Sounding rocket launch against a mountain landscape and yellow sky

Four NASA sponsored experiments were provided nearly four minutes of microgravity flight and testing after UP Aerospace’s SpaceLoft rocket SL-9 soared into suborbital space from Spaceport America outside of Las Cruces, New Mexico on Thursday.

While flying on suborbital launch vehicles in zero gravity, experimental technologies are briefly exposed to the space environment where they are expected to operate.

Funded by NASA’s Flight Opportunities Program, three of the technologies were flown in collaboration with NASA’s Game Changing Development Program: an advanced micro sun sensor from NASA’s Jet Propulsion Laboratory in Pasadena, Calif. a radiation-tolerant computer system from Montana State University, Bozeman and a vibration isolation platform from Controlled Dynamics, Inc. of Huntington Beach, Calif.

The vibration isolation platform has also been selected by the Center for the Advancement of Science in Space (CASIS) for further development on the International Space Station. This system will dampen experiments from fluctuations and disturbances that occur aboard spacecraft.

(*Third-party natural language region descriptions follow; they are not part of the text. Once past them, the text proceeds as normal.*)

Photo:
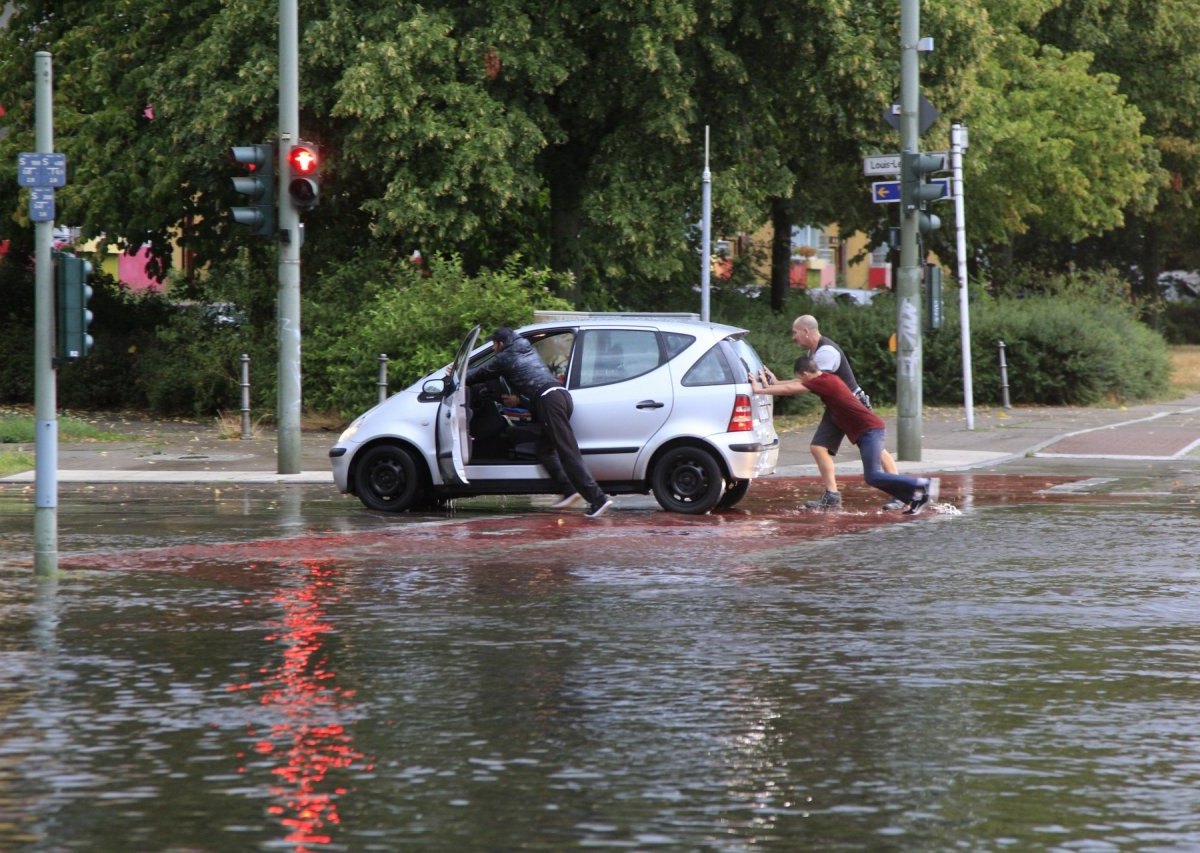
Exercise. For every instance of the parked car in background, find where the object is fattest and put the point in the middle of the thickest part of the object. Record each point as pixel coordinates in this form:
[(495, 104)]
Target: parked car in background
[(843, 295), (661, 406)]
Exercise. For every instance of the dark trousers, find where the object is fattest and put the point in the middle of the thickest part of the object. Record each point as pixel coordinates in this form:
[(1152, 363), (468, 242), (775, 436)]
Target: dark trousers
[(558, 450)]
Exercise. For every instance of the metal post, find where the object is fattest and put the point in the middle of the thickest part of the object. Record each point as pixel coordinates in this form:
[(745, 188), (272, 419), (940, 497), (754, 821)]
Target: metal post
[(909, 343), (1003, 377), (958, 145), (706, 234), (288, 308), (245, 397), (383, 377), (46, 518)]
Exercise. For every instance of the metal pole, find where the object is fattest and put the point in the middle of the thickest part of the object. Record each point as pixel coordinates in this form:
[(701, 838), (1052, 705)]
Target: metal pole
[(288, 308), (958, 145), (909, 343), (46, 518), (706, 234), (1003, 377), (383, 377), (245, 397)]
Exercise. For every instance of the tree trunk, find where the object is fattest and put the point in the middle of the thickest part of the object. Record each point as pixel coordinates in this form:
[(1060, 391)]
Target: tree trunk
[(565, 174), (780, 252)]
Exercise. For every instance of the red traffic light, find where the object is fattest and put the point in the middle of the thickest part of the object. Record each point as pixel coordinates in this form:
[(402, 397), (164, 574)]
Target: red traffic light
[(303, 160)]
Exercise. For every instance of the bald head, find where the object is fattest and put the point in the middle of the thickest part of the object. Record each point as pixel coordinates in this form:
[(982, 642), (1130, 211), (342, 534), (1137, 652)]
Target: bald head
[(804, 331)]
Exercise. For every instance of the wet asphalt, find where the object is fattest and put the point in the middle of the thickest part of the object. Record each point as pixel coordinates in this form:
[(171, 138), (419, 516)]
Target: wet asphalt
[(167, 472)]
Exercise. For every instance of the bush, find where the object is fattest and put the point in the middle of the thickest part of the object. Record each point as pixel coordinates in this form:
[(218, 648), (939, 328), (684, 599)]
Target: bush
[(418, 322), (1077, 343)]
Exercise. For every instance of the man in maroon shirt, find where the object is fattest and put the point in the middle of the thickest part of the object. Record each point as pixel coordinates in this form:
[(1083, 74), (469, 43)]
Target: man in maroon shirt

Two technicians stand beneath sounding rocket pointing toward the sky.
Technicians check out UP Aerospace’ SL-8 sounding rocket on its launch rail prior to its flight in November 2013.
Spaceport America

The fourth experiment from the Universitat Politècnica de Catalunya, Spain was investigating the effect of controlled vibrations on multiphase flow systems such as those found in environmental systems and fuel tanks.

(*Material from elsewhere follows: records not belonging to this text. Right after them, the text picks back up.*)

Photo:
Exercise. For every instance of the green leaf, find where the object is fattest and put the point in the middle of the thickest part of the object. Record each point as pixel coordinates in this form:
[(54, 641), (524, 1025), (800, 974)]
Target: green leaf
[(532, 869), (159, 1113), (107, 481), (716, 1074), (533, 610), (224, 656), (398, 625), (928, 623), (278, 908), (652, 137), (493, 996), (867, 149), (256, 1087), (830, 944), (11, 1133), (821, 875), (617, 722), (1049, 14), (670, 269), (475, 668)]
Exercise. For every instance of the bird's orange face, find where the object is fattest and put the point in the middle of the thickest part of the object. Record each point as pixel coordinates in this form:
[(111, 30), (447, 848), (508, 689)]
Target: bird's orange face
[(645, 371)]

NASA’s Flight Opportunities Program helps foster the growth of the commercial spaceflight market while helping fulfill the overall goal of advancing space technology to meet future mission needs. The program selects promising technologies from industry, academia and government, and provides valuable testing for them on commercial suborbital launch vehicles.  This approach takes technologies from a laboratory environment and gives them flight heritage so that they can be considered for infusion into exploration missions.

Both Game Changing and Flight Opportunities Programs are part of the agency’s Space Technology Mission Directorate, which is innovating, developing, testing, and flying hardware for use in NASA’s future missions.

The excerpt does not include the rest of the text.